Sucking carbon out of the air won’t reverse ocean acidification


Fresh research out this week suggests that sucking carbon out of the air may assist with arresting global warming, but won’t reverse ocean acidification for centuries or even millennia.

Direct capture of carbon from the atmosphere has long been suggested as a possible high-tech way to prevent catastrophic climate change. A range of technologies that fall under the umbrella of this method, known as carbon dioxide (CO2) removal, or CDR, do exist, but are years or perhaps decades away from being commercialized.

But it is sometimes forgotten that increased carbon concentrations in the atmosphere also have a profound impact on the world’s oceans. Some 30-40 percent of the CO2 that we emit is absorbed by the sea, where it reacts with water to form H2CO3, or carbonic acid. This ocean acidification process depresses the metabolic rates and immune responses of organisms and makes it harder for plankton and corals to form their carbonate-based structures, which in turn threaten species higher up the food chain that depend on them.

Two possible future courses of events were modeled in the new research and both imagine that significant CDR efforts are mounted but otherwise no emissions cuts are made—a scenario referred to amongst climate scientists and policy makers as ‘business as usual’.  The first would see 5 gigatons of carbon sucked out of the atmosphere annually—equivalent to half the 9.9 gigatons humans pumped out in 2013, and the second, an even more gargantuan effort, envisages a “probably infeasible” 25 gigatons being vacuumed up.

For both outlooks, the situation for the ocean remains grim. Neither is able to ‘turn the clock back’ and restore ocean pH to pre-industrial levels. And neither is even able to ‘rewind’ the state of acidity to that which would occur if humanity kept to the most stringent low-carbon scenario considered by the Intergovernmental Panel on Climate Change (IPCC).

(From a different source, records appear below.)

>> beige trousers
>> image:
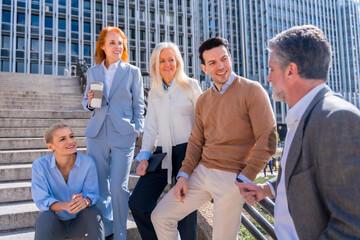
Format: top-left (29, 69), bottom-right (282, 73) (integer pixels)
top-left (151, 164), bottom-right (244, 240)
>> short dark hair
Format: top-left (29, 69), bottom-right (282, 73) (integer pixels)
top-left (268, 25), bottom-right (331, 81)
top-left (199, 37), bottom-right (229, 64)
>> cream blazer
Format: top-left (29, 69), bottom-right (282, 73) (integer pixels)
top-left (140, 79), bottom-right (202, 183)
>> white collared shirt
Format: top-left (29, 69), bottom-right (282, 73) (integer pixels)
top-left (269, 83), bottom-right (325, 240)
top-left (101, 60), bottom-right (121, 97)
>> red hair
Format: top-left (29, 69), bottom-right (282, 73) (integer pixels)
top-left (94, 26), bottom-right (129, 64)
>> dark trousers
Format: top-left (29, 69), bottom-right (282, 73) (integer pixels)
top-left (129, 143), bottom-right (197, 240)
top-left (35, 206), bottom-right (105, 240)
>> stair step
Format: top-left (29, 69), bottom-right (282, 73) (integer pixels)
top-left (0, 164), bottom-right (139, 188)
top-left (0, 216), bottom-right (141, 240)
top-left (0, 137), bottom-right (86, 150)
top-left (0, 109), bottom-right (91, 119)
top-left (0, 181), bottom-right (32, 203)
top-left (0, 164), bottom-right (31, 182)
top-left (0, 118), bottom-right (89, 128)
top-left (0, 148), bottom-right (86, 166)
top-left (0, 202), bottom-right (39, 231)
top-left (0, 127), bottom-right (86, 138)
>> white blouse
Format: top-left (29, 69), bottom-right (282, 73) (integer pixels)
top-left (140, 79), bottom-right (202, 183)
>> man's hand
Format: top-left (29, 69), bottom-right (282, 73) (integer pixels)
top-left (88, 90), bottom-right (94, 107)
top-left (235, 182), bottom-right (272, 206)
top-left (174, 177), bottom-right (189, 203)
top-left (136, 159), bottom-right (149, 176)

The reason is that while the surface layers of the ocean are immediately affected, acidic waters are slowly taken into the deep ocean, producing a long-term ‘memory’ of anthropogenic effects on the sea. The pH of the deep ocean would only be restored after a very slow overturning and return contact with the remediated, low-carbon atmosphere, a process that would take millennia. Thus regardless of the amount of CDR, worsening ocean acidification is with us for a long time to come in the absence of serious emissions cuts.

Another paper, also recently published in Nature Climate Change, showed how anthropogenically driven acidification isn’t just a problem for oceans, but also freshwater systems as well here in British Columbia, with profound consequences for some of the fish we eat. The researchers found that pink salmon that start out their lives in very acidic rivers are smaller and less likely to survive.

“Most of the work on acidification has been in the ocean, yet 40 per cent of all fish are freshwater. We need to think about how carbon dioxide is affecting freshwater species,” said UBC zoologist Colin Brauner.